I was able to run more than 165,000 airflow tasks!
But there's a catch. Not all the tasks were scheduled and rendered in a single Airflow Dag.
The problems I faced when I tried to schedule more and more tasks are that of scheduler and webserver.
The memory and cpu consumption on scheduler and webserver dramatically increased as more and more tasks were being scheduled (it is obvious and makes sense). It went to a point where the node couldn't handle it anymore (scheduler was using over 80GB memory for 16,000+ tasks)
I split the single dag into 2 dags. One is a leader/master. The second one being the worker dag.
I have an airflow variable that says how many tasks to process at once (for example, num_tasks=10,000). Since I have over 165,000 tasks, the worker dag will process 10k tasks at a time in 17 batches.

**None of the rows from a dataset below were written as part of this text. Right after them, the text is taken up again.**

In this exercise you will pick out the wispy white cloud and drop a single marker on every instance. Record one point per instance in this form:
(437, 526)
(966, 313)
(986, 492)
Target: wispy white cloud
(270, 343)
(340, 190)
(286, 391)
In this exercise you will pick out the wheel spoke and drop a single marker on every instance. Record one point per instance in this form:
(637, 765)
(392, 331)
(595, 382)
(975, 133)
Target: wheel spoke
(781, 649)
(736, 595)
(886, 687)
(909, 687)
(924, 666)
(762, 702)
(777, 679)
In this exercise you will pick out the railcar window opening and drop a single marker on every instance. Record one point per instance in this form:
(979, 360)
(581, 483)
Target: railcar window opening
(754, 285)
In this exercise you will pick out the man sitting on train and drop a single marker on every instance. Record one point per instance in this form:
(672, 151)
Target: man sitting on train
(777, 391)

The leader dag, all it does is trigger the same worker dag over and over with different sets of 10k tasks and monitor the worker dag run status. The first trigger operator triggers the worker dag for the first set of 10k tasks and keeps waiting until the worker dag completes. Once it's complete, it triggers the same worker dag with the next batch of 10k tasks and so on.
This way, the worker dag keeps being reused and never have to schedule more than X num_tasks
The bottom line is, figure out the max_number of tasks your Airflow setup can handle. And then launch the dags in leader/worker fashion for max_tasks over and over again until all the tasks are done.
Hope this was helpful.